For most databases (like Postgres), you typically run a single database (per shard, possibly), and replicate changes to a live read-only backup as fast as possible. If the live R/W database fails, you quickly switch the backup to R/W, and point traffic there instead.
Then, there's a class of databases that tries to actively commit across multiple geographies. You pay a cost (in terms of latency, and typically also $$$), but when a commit succeeds, it has been written durably and reliably, using some consensus protocol, across multiple geographies.
The exemplar is probably Spanner, which uses atomic clocks to get very specific about time to narrow the latency gap as much as possible. Cockroach is broadly in the same class, although without atomic clocks I believe it's using network roundtrip measurements and/or some kind of mathematical time abstraction (like counters of come kind) to do the same thing. Can't ever be quite as fast, but you don't need atomic clocks!
What's _really_ funny is when people start out choosing Spanner because of its global replication, then decide it's too expensive, and settle on regional non-replicated Spanner DBs to save cost. Like, that's just a database, man. (Or maybe something slightly above a single database, like Aurora replicated across Availability Zones in the same Region).
Other folks can chime in, but there are a growing number of databases in this class. TiDB I believe is one. I _thought_ PlanetScale was just sharded mysql (Vitess+MySQL = clever auto-(re-)sharding), but perhaps it does replicated writes too - I see it getting mentioned here a bunch.
Assuming I need to host on prem, do any fully open source solutions exist for this .
It really looks like every database company is trying to become Oracle.

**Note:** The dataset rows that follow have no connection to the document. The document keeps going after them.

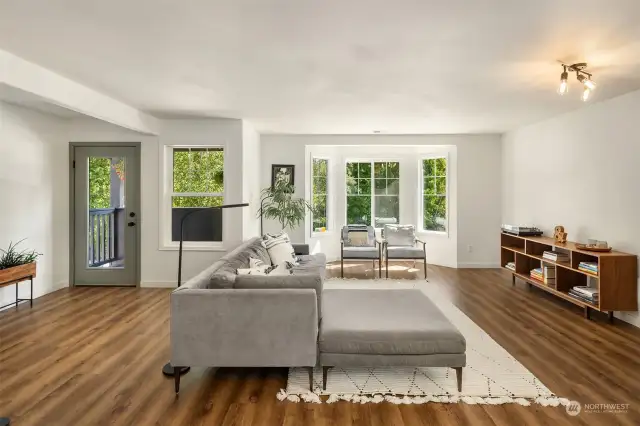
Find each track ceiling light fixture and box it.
[558,62,596,102]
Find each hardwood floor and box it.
[0,262,640,426]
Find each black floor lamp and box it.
[161,203,249,376]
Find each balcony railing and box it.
[87,208,124,267]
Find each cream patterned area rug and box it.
[277,279,569,406]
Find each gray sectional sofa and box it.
[171,238,326,393]
[171,238,466,393]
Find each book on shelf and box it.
[571,286,600,298]
[529,268,544,281]
[568,289,598,305]
[578,262,598,274]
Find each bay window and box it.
[311,158,329,232]
[346,161,400,228]
[422,157,447,232]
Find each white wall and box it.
[242,121,260,240]
[261,135,501,267]
[502,86,640,326]
[0,102,69,306]
[65,119,244,287]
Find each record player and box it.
[502,224,542,237]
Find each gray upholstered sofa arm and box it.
[291,244,309,256]
[235,274,323,315]
[171,288,318,367]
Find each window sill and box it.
[311,231,334,238]
[158,242,227,252]
[418,229,449,238]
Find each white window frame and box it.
[309,155,333,238]
[159,144,227,251]
[342,158,400,230]
[418,153,451,237]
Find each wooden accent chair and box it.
[382,225,427,280]
[340,225,382,278]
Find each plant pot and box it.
[0,262,36,286]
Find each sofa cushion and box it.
[209,237,261,288]
[293,253,327,280]
[318,289,466,355]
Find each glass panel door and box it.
[73,146,139,285]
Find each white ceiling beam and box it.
[0,50,160,135]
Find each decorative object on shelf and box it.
[0,240,42,309]
[558,62,596,102]
[542,250,569,262]
[553,225,567,244]
[271,164,296,188]
[161,203,249,380]
[576,243,613,253]
[258,178,311,235]
[502,224,542,237]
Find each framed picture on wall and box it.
[271,164,296,188]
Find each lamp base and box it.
[161,362,191,376]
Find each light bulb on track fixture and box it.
[578,74,596,90]
[558,67,569,95]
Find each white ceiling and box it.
[0,0,640,133]
[0,83,83,118]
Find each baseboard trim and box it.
[458,262,500,269]
[614,312,640,328]
[140,281,178,288]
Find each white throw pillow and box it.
[262,232,298,266]
[249,257,265,268]
[236,265,272,275]
[268,261,293,276]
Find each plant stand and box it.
[0,262,36,310]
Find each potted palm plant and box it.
[0,240,42,285]
[258,179,311,235]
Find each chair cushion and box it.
[342,225,376,247]
[383,225,416,247]
[318,289,466,355]
[342,247,380,259]
[387,247,424,259]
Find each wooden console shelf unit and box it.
[500,232,638,320]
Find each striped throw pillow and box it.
[262,232,298,266]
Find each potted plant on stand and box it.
[0,240,42,307]
[0,240,41,426]
[258,179,311,233]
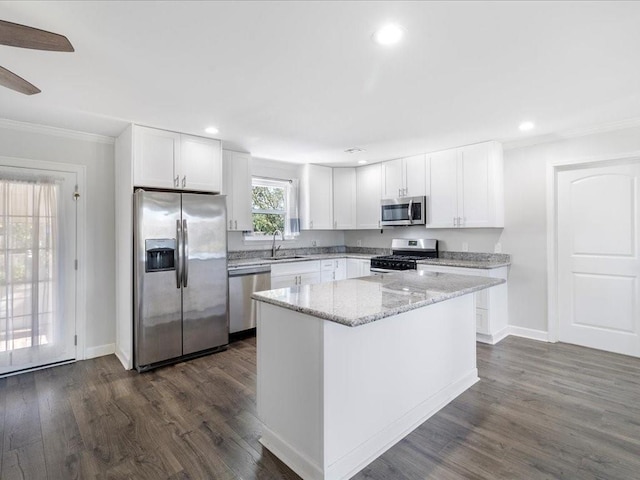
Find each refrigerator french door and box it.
[134,189,229,372]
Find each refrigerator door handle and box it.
[182,220,189,288]
[173,220,182,288]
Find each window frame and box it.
[243,175,295,243]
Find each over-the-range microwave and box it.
[380,196,427,227]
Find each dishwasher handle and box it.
[229,265,271,277]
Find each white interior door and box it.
[557,162,640,357]
[0,167,77,375]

You want your clients to be trapped and unable to leave, so if you hypothetically just up the price by 30 or 40% upon renewal they either have to rewrite their entire stack, or pay the piper.
CockroachDB is basically "run postgres on a cluster with more fault tolerance" - you can have machines (or entire datacenters) going down, netsplits etc. and as long as there's enough infra up to keep going, it will.
Presumably only a small subset of postgres users really need this feature - and those that do, are big enough to need an enterprise licence.
I'll admit I haven't worked directly in this space in a good while, but the whole mystery terms really rubs me the wrong way .
For example if I have a company that provisions databases on behalf of my clients, is this 10 million revenue cap for my company, or for the clients themselves .
The pricing isn't even on the website for self hosting, I presume it's one of those if you need to ask you can't afford it type situations.
Plus you're locking yourself into a vendor that has no worries about changing its terms again later on.
>Required only during the trial period. Businesses that cannot accommodate telemetry may contact sales to request an exception. Paid use does not require telemetry.
From some of the industries I've worked in, this is a massive red flag. We don't want to give you telemetry at any point in our process.
Of special interest is that they are maintaining a completely free pre-rugpull version of CockroachDB that was forked before Cockroach's retroactively relicensed security fixes.
I would look seriously at using that instead of starting down Cockroach's free with telemetry offering.
Sharding (huge data and local distribution, even worldwide) and HA by retaining serializable transactions. Possibly easier to operate.
The downsides are:
- slower - Postgres (if it can handle the amount of data, which is very much on proper hardware and partitioning of > 1B row tables) is much faster, esp. for joins
Does it perform significantly better to justify the cost? Back in the day I worked heavily with databases and we always tilted towards open source.